On the other side of the coin was Laura Sayles, a government affairs specialist for the St. Paul-based Minnesota Nurses Association, which has opposed both the NLC and the eNLC. ‘The big umbrella issue for us is patient safety,” she told Hinz. “We believe that having a license in the state where you’re actually working so that you understand the scope of practice is very important for protecting patients and working to the best of your ability.”
Michael L. Marlow, PhD, a free-market economist, has argued that any sort of licensing compact “creates market power for members of occupations, with little to no attendant gains in safety or product quality.”
Shirley Svorny, a California State University-Northridge professor of economics and adjunct scholar at the Cat Institute, slammed the idea in a July 2016 Wall Street Journal op-ed piece.
“(T)he compact protects the power of the state boards to shield physicians in their states from competition. It preserves the multiple fees physicians must pay to each state board,” she wrote. “Most troubling, the compact has distracted attention from, and muted calls for, reforms that would realize telemedicine’s potential.”

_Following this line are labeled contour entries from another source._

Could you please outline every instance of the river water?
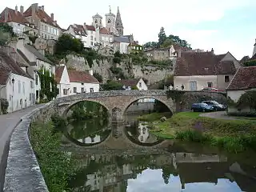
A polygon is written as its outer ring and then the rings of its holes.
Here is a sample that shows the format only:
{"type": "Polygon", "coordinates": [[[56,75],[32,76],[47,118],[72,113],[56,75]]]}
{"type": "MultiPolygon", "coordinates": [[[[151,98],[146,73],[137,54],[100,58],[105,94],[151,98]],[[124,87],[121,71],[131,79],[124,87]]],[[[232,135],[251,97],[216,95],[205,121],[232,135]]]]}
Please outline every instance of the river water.
{"type": "MultiPolygon", "coordinates": [[[[116,129],[106,119],[95,118],[69,125],[67,138],[80,148],[107,145],[111,137],[120,136],[113,133],[116,129]]],[[[256,191],[254,153],[230,154],[185,142],[150,150],[163,141],[135,115],[127,115],[118,129],[123,129],[122,137],[134,143],[134,150],[120,150],[121,139],[113,144],[118,150],[110,152],[100,147],[73,152],[78,171],[70,182],[71,191],[256,191]],[[136,145],[149,150],[135,150],[136,145]]]]}

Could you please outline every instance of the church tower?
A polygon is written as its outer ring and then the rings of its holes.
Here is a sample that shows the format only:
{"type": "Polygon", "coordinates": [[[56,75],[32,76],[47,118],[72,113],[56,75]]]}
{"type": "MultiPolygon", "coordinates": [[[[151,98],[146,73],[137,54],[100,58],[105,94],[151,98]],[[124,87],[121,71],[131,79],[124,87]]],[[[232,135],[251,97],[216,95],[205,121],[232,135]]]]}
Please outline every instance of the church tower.
{"type": "Polygon", "coordinates": [[[111,7],[110,6],[110,13],[105,14],[106,16],[106,28],[110,33],[117,34],[117,31],[114,26],[115,15],[111,13],[111,7]]]}
{"type": "Polygon", "coordinates": [[[123,26],[121,19],[121,14],[119,12],[119,7],[118,6],[118,13],[117,13],[117,18],[115,20],[115,28],[118,31],[119,36],[123,35],[123,26]]]}

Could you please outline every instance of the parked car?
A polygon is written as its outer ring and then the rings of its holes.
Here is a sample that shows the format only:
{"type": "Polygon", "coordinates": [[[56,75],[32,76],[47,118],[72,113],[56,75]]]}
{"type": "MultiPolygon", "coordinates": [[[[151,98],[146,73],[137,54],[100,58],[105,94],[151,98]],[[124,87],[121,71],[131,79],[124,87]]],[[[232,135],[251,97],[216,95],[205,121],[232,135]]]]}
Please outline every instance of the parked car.
{"type": "Polygon", "coordinates": [[[222,104],[219,104],[218,102],[215,101],[203,101],[202,103],[206,103],[208,106],[213,106],[214,110],[225,110],[226,106],[222,104]]]}
{"type": "Polygon", "coordinates": [[[191,106],[191,110],[194,112],[211,112],[214,111],[214,107],[203,102],[194,103],[191,106]]]}

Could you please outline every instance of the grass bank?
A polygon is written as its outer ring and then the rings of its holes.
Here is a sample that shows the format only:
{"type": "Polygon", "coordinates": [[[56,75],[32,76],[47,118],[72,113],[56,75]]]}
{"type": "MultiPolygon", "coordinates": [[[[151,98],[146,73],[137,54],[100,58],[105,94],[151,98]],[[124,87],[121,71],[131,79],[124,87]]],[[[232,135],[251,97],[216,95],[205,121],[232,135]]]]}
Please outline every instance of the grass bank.
{"type": "Polygon", "coordinates": [[[62,134],[51,122],[34,122],[30,132],[33,150],[49,191],[68,191],[68,182],[75,170],[70,155],[60,150],[62,134]]]}
{"type": "Polygon", "coordinates": [[[207,143],[228,151],[256,150],[256,121],[224,120],[182,112],[166,122],[151,122],[152,133],[160,138],[207,143]]]}
{"type": "Polygon", "coordinates": [[[160,120],[162,117],[169,118],[170,117],[170,112],[164,112],[164,113],[152,113],[148,114],[140,115],[137,118],[138,121],[145,121],[145,122],[154,122],[160,120]]]}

Some have suggested creating one license for practitioners, good in all states and U.S. territories. Svorny, meanwhile, suggests one license for each physician based on the state in which he or she practices, rather than where his or her patients are located.
Others argue that a lack of support for a compact endangers care.
In a position statement issued in 2009, the American Academy of Ambulatory Care Nursing (AAACN) argued that a lack of uniform adoption of a nursing licensure compact “poses a significant risk to ambulatory care and other nurses involved in interstate practice” and puts patient care at risk.
“Nurses who are expected to provide care to patients in states in which the nurse is not licensed are in an untenable position,” the organization noted. “They must either provide care to the patient, knowing they are not licensed in the state in which the patient is physically located or decline to provide care to the patient, often after the nurse/patient relationship has been established, giving rise to the question of patient abandonment and posing multiple risks to the patient, the nurse, and the organization.”
“Neither of these are acceptable options from the perspectives of professionalism and patient safety,” the AAACN concluded. “Confusion is compounded by varying rules, regulations and interpretations relative to provision of telehealth nursing services from state to state.”